Le coffret, lui aussi, était à sa place; je le reconnus, je reconnus la clef. J'ouvris, poussé comme par une force surnaturelle. Quelle ne fut pas mon émotion, en trouvant dans le coffret des livres dont ma mère se servait et où elle m'avait fait lire souvent de si belles prières! Ils étaient là, à peine détériorés par le temps et l'humidité, le Formulaire de prières, l'Ange conducteur, l'Imitation de Jésus-Christ...
Ma présence dans l'église et dans le banc de ma famille eût fait sensation en d'autres circonstances. Grâce à la foule et à ces funérailles extraordinaires, elle passa inaperçue. Je pus, non pas prier,—je ne savais plus le faire,—mais rêver et réfléchir comme si j'avais été seul. Ayant ouvert l'Imitation pour me donner une contenance, j'y trouvai une feuille de papier détachée, jaunie par le temps et le contact des doigts. Elle contenait une prière écrite de la main de ma mère. La voici:
«Oh! mon Dieu! ne me punissez pas de ce que je n'ai pas assez de foi pour souhaiter, comme la mère de saint Louis, de voir mon fils mort plutôt que souillé d'un seul péché mortel! Pardonnez à ma faiblesse. Conservez la vie et la santé de mon enfant. Gardez-le du malheur de vous offenser. Mais si jamais il s'égarait du chemin de la foi et de la vertu, ramenez-l'y doucement et miséricordieusement comme vous ramenâtes l'enfant prodigue a son père!»
Vous devinez mon émotion. Des larmes, que mon orgueil s'efforçait de retenir, coulèrent abondamment. Dire que je fus converti ce jour-la, serait trop dire. On ne brise pas aussi promptement avec dix-huit ans d'impiété. Mais si je ne fus pas converti, je fus touché et ébranlé. Dès le jour même, j'allai remercier le vénérable curé de Saint-Maurice de m'avoir conservé mon banc de famille. Il me fallut insister pour rembourser à l'excellent homme les dix-huit annuités qu'il avait avancées pour moi au trésorier de la fabrique.
«Voyez-vous? me dit-il, bon sang ne peut pas toujours mentir. On n'est pas impunément le rejeton d'une famille de saints.

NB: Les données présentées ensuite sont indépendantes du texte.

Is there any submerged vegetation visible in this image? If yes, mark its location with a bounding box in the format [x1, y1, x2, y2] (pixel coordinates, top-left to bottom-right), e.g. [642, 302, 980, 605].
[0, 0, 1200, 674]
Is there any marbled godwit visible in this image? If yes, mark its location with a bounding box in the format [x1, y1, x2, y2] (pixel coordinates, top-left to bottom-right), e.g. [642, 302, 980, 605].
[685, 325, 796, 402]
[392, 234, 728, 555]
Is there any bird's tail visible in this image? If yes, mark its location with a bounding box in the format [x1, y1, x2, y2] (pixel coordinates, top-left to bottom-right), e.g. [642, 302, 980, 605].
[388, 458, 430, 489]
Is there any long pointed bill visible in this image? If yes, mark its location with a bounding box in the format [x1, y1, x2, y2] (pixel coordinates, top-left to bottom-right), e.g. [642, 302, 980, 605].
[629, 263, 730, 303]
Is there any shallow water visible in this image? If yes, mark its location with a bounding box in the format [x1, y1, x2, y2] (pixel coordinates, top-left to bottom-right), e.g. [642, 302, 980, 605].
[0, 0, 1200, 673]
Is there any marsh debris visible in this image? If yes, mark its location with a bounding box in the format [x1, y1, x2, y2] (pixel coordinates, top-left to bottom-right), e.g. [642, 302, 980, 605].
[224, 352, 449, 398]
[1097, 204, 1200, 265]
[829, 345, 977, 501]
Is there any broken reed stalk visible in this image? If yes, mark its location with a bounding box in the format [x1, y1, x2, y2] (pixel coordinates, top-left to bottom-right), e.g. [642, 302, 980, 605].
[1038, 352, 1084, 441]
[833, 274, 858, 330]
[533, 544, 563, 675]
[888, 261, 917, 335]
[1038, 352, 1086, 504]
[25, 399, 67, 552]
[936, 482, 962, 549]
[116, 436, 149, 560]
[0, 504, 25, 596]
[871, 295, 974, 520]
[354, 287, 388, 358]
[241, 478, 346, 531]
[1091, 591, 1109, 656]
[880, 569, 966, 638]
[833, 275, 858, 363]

Je le savais, moi, qu'un jour ou l'autre vous viendriez occuper le vieux banc des Chauvigny.
Il ajouta, en me prenant les deux mains et en me les pressant:
—Je vous en prie, mon cher enfant, puisque vous êtes allé à l'église, retournez-y. Vous consolerez les dernières années d'un vieux prêtre qui honorait et aimait vos parents, et qui en fut estimé et aimé.»
Que vous dirai-je de plus? J'allai à la messe le dimanche suivant. La grâce de Dieu fit le reste.